SPOKE 1 - What is it that we speak of when we talk about genetic diseases?

Since alterations responsible for genetic diseases vary from disease to disease, including the same disease originating from different alterations, different therapeutic approaches are used based on the disease under study. The comprehensive Bench-to-Bedside research activities carried out by Spoke 1 aim to identify the molecular candidates and technological tools needed to bring forth new medicines for patients with genetic diseases. To accomplish this, researchers must first demonstrate candidate effectiveness through experimental models, and once passing safety and efficacy standards, translate these discoveries for human application.
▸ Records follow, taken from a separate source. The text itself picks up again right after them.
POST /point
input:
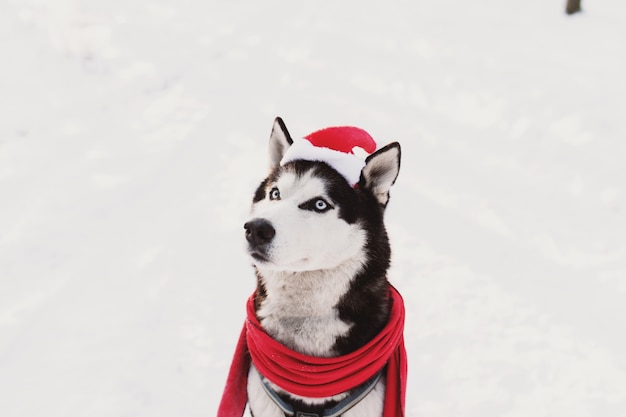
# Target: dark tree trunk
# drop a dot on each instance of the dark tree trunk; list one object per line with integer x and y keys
{"x": 573, "y": 6}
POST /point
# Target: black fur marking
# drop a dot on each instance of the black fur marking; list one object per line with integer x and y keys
{"x": 284, "y": 129}
{"x": 366, "y": 304}
{"x": 259, "y": 194}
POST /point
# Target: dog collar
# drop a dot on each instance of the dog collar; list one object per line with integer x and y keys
{"x": 344, "y": 405}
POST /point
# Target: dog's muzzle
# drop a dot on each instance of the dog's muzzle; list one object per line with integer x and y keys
{"x": 259, "y": 234}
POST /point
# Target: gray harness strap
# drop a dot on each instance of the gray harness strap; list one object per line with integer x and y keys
{"x": 344, "y": 405}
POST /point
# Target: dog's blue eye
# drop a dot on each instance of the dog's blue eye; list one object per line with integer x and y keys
{"x": 321, "y": 205}
{"x": 318, "y": 205}
{"x": 274, "y": 194}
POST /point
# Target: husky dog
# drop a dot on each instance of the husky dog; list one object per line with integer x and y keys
{"x": 321, "y": 253}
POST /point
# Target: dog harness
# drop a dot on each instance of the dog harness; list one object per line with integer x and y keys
{"x": 315, "y": 377}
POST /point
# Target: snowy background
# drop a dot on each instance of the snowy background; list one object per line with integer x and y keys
{"x": 133, "y": 133}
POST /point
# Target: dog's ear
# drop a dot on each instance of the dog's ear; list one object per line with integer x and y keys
{"x": 380, "y": 172}
{"x": 280, "y": 141}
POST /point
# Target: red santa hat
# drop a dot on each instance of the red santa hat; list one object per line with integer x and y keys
{"x": 334, "y": 146}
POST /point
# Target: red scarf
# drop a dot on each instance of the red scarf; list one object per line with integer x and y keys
{"x": 312, "y": 376}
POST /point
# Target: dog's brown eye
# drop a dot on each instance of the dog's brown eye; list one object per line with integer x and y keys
{"x": 274, "y": 194}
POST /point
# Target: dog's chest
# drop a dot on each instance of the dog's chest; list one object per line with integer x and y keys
{"x": 305, "y": 318}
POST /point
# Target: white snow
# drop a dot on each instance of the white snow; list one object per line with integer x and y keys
{"x": 132, "y": 135}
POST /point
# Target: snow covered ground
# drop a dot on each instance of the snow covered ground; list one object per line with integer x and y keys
{"x": 132, "y": 134}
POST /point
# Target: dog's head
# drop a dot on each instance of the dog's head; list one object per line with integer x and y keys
{"x": 306, "y": 216}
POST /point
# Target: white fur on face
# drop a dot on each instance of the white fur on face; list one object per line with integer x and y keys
{"x": 305, "y": 240}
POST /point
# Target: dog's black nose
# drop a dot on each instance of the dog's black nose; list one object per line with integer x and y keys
{"x": 259, "y": 232}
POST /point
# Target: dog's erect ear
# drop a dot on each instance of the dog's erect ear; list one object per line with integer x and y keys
{"x": 380, "y": 171}
{"x": 280, "y": 141}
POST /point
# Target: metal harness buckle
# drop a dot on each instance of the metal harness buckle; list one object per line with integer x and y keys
{"x": 344, "y": 405}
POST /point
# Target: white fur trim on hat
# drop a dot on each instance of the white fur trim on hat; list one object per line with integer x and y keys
{"x": 348, "y": 165}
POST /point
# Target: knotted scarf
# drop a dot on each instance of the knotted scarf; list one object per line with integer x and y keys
{"x": 312, "y": 376}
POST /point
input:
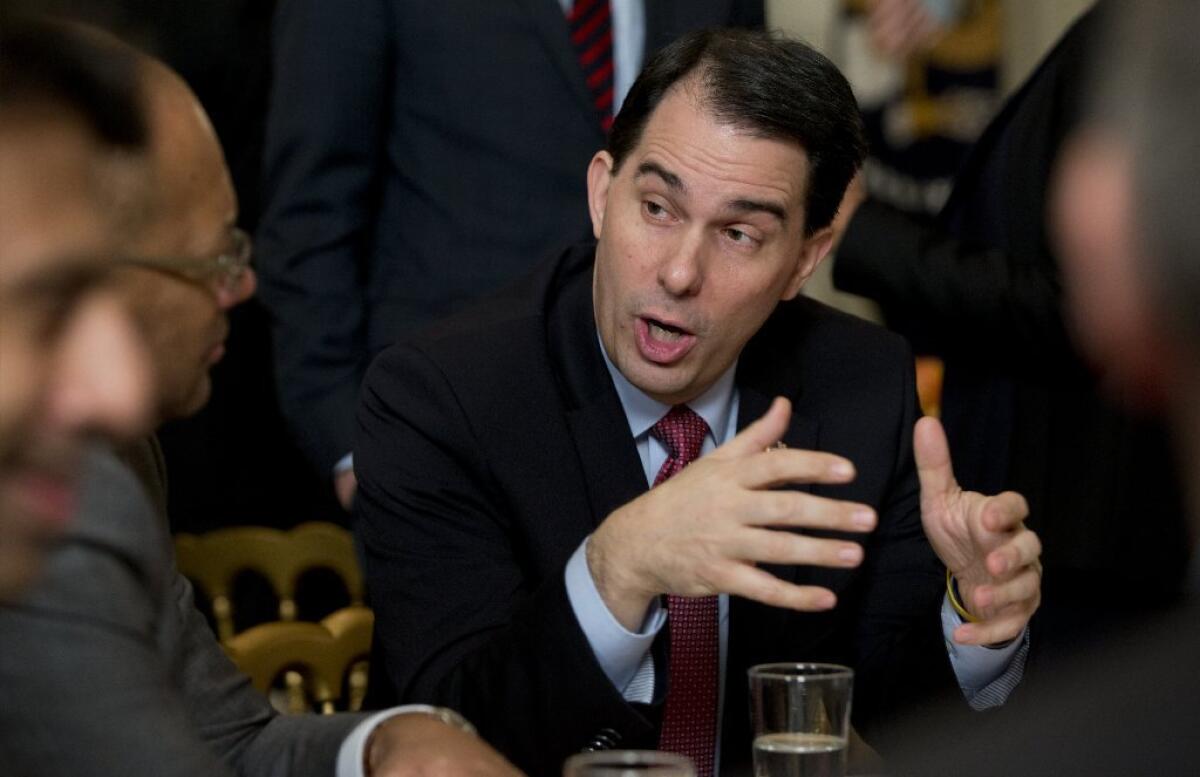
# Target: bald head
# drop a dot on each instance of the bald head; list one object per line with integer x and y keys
{"x": 180, "y": 232}
{"x": 190, "y": 203}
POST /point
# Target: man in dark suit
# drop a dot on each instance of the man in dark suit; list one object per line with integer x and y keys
{"x": 58, "y": 315}
{"x": 420, "y": 155}
{"x": 516, "y": 560}
{"x": 1024, "y": 407}
{"x": 1126, "y": 223}
{"x": 106, "y": 666}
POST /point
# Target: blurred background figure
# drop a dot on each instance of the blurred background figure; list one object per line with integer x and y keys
{"x": 71, "y": 363}
{"x": 1021, "y": 404}
{"x": 107, "y": 666}
{"x": 420, "y": 156}
{"x": 1127, "y": 229}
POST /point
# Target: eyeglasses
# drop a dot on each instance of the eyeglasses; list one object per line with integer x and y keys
{"x": 223, "y": 270}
Spoke 1 researchers conduct several projects that offer different strategies for developing “a cure” for genetic diseases. By engineering new-generation viral vectors, which are genetically modified viruses, researchers can deliver a safe and healthy copy of a gene as a “new medicine” directly to diseased cells. Optimizing the technology behind gene editing tools, researchers can modify the DNA of cells directly to correct the defects that cause the disease. By exploiting the capabilities of RNA, which is a DNA-like molecule, researchers can “turn off” disease-causing genes or correct problems at a genetic level. Researchers focus on stem cell-mediated to transform a cell into any other type that can repair or replace damaged ones. Using tiny particles smaller than cells, researchers embark on nanomedicine-based approaches to deliver “new medicines” to the parts of the body that need them.   

In summary, Spoke 1 combines several advanced approaches to create more effective and targeted treatments for genetic diseases, using gene-editing techniques, safe viruses, special cells, RNA molecules, and smart drug delivery systems of microscopic particles.